You could be throwing an adults-only wedding for any number of reasons, but whatever your rationale, now you have certain steps you must take to enforce your no-kids rule and keep your guests in the know. Here, our experts reveal six things you must do to pull off an adults-only wedding.
1. Make your age-restrictions clear from the get-go.
Spread the word early that your wedding will be adults-only, suggests says Jaclyn Fisher, owner of Two Little Birds Planning in Philadelphia. When you send out your official invitations, "couples should make it clear that their wedding is adults-only by addressing invitations with only the names of those who are invited," she says. "This way, guests with children won't assume that the entire family can come."
2. Use your family and wedding party to spread the word.
You don't have to deliver the news solo, Fisher says. "Use your family and wedding party to help spread the word, especially at pre-wedding events like the bridal shower," she suggests. With a team working to get the word out, you won't have to go as far as to print "adults-only" on your invitations, she points out.
3. Add the information to your wedding website.
Because you aren't hitting your guests over the head with your adults-only requirement on your invitations, it's best to be specific on your wedding website, says Sarah Glick, wedding planner at Brilliant Event Planning in New York City. There, you can add any information related to childcare services, too. "I find that parents tend to accept this a little better when childcare alternatives are suggested on the site," says Glick.
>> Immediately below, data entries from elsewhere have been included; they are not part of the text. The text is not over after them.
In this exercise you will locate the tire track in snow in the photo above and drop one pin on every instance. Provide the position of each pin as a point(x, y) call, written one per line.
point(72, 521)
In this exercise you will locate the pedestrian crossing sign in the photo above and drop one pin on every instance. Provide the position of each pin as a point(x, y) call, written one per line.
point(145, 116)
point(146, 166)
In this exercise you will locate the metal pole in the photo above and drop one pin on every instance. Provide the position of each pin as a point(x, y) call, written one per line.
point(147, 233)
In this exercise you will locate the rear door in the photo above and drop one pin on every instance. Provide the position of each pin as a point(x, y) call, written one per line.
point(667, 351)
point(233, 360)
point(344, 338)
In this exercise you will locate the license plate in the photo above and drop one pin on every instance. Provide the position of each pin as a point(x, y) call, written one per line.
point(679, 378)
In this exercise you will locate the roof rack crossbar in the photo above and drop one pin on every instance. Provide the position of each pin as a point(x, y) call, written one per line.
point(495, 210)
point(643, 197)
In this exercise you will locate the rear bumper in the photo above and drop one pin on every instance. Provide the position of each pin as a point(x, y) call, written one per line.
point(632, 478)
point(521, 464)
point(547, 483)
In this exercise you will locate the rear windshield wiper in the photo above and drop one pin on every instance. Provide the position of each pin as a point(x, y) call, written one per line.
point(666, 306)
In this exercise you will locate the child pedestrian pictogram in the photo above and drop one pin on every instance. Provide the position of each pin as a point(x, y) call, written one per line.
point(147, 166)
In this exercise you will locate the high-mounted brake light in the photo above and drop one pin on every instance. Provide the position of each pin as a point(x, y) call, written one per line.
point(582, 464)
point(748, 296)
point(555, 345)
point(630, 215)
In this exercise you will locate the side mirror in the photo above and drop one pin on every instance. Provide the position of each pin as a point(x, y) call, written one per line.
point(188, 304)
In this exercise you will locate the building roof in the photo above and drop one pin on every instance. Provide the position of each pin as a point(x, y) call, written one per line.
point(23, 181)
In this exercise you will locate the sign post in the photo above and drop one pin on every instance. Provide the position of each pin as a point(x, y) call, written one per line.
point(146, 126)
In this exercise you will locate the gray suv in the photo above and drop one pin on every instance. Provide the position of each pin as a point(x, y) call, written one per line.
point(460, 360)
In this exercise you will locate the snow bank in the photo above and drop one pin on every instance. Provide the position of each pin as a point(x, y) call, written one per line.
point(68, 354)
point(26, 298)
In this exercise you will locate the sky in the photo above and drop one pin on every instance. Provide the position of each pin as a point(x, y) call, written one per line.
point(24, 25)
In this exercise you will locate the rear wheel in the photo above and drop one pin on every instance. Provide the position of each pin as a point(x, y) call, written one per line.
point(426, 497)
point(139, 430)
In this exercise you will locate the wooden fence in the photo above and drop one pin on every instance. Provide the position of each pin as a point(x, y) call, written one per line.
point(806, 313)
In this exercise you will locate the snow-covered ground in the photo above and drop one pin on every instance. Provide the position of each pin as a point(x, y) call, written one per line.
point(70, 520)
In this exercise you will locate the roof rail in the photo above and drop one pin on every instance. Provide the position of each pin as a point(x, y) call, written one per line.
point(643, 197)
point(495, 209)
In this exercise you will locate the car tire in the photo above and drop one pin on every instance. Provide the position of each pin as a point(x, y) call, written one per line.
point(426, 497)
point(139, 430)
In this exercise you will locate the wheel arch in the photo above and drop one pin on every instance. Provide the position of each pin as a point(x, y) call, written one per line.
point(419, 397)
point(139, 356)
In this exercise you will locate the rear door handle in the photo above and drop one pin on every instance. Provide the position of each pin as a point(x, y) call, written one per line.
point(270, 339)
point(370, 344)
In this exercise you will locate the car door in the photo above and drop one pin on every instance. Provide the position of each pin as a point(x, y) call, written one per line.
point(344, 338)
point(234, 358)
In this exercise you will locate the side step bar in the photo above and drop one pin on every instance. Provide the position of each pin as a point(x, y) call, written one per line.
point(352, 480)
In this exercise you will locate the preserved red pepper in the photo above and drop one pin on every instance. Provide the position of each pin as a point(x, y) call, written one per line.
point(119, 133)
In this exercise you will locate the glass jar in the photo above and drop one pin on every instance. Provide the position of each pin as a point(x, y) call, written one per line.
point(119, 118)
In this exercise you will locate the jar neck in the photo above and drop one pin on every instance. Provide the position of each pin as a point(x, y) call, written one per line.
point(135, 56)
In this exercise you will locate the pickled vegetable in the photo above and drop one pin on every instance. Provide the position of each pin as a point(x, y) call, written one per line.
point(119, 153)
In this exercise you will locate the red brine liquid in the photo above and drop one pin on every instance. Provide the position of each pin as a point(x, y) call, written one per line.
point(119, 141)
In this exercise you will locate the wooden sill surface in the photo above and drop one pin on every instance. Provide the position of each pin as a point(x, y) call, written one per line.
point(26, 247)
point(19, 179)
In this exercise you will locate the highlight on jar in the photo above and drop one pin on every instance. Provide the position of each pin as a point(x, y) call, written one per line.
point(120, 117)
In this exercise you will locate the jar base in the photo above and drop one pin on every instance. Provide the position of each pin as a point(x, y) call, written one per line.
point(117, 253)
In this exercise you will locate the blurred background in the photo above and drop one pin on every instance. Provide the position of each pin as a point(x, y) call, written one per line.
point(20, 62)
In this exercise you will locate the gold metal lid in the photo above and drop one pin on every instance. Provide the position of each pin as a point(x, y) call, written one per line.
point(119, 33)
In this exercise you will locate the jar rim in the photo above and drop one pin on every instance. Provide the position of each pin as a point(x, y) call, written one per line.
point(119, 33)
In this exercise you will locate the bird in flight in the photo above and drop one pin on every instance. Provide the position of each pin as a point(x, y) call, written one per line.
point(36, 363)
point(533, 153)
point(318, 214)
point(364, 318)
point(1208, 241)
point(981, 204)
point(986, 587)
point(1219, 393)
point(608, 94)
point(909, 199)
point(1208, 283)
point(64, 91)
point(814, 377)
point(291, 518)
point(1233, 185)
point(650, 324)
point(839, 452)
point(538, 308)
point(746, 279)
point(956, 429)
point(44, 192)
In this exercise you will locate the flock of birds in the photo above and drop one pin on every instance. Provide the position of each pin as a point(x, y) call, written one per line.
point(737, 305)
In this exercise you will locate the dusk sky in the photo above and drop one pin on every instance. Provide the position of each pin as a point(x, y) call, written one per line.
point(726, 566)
For example, write: "In order to ensure everyone has as much fun as possible, our wedding is adults-only. However, below are the names and contact information of some highly-qualified sitters who live in the area and are available.'" Taking the research out of childcare, says Glick, "makes it easy for parents to have an alternative. Plus, it means that no one has an excuse for not being able to find childcare!"
4. Be discreet with any exceptions.
Any exceptions, including those made for yourself and your closest family members, should be done on the down-low, Fisher says. "I worked with a bride whose cousin had just had a baby," Fisher recalls. "Since it was an adults-only wedding, we had a sitter watching the newborn in the bridal suite. Guests were none the wiser, so those with kids who weren't invited weren't offended."
5. Don't assume your guests will be disgruntled.
You may feel guilt over your decision. But both Fisher and Glick say you shouldn't. "Couples don't need to go out of their way to explain their decision to guests with kids," says Fisher. "Couples shouldn't assume that all parents will be offended if the entire family didn't make the guest list." Not only that, but Glick points out that parents may welcome your wedding as a date night. "Your friends will have a good time without their kids," she says. "When kids aren't permitted, parents don't have to feel guilty about choosing to not include them."
6. Stick to your guns.
"If there is a miscommunication and guests assume that their kids are invited, the couple should call them," says Fisher, rather than waiting for any further fallout. "It's a sensitive topic and something that should be addressed directly," she explains. But no matter what, "don't back down on your decision. Use this as an opportunity to explain why it's adults-only — you can always blame the budget or venue capacity — and offer childcare options."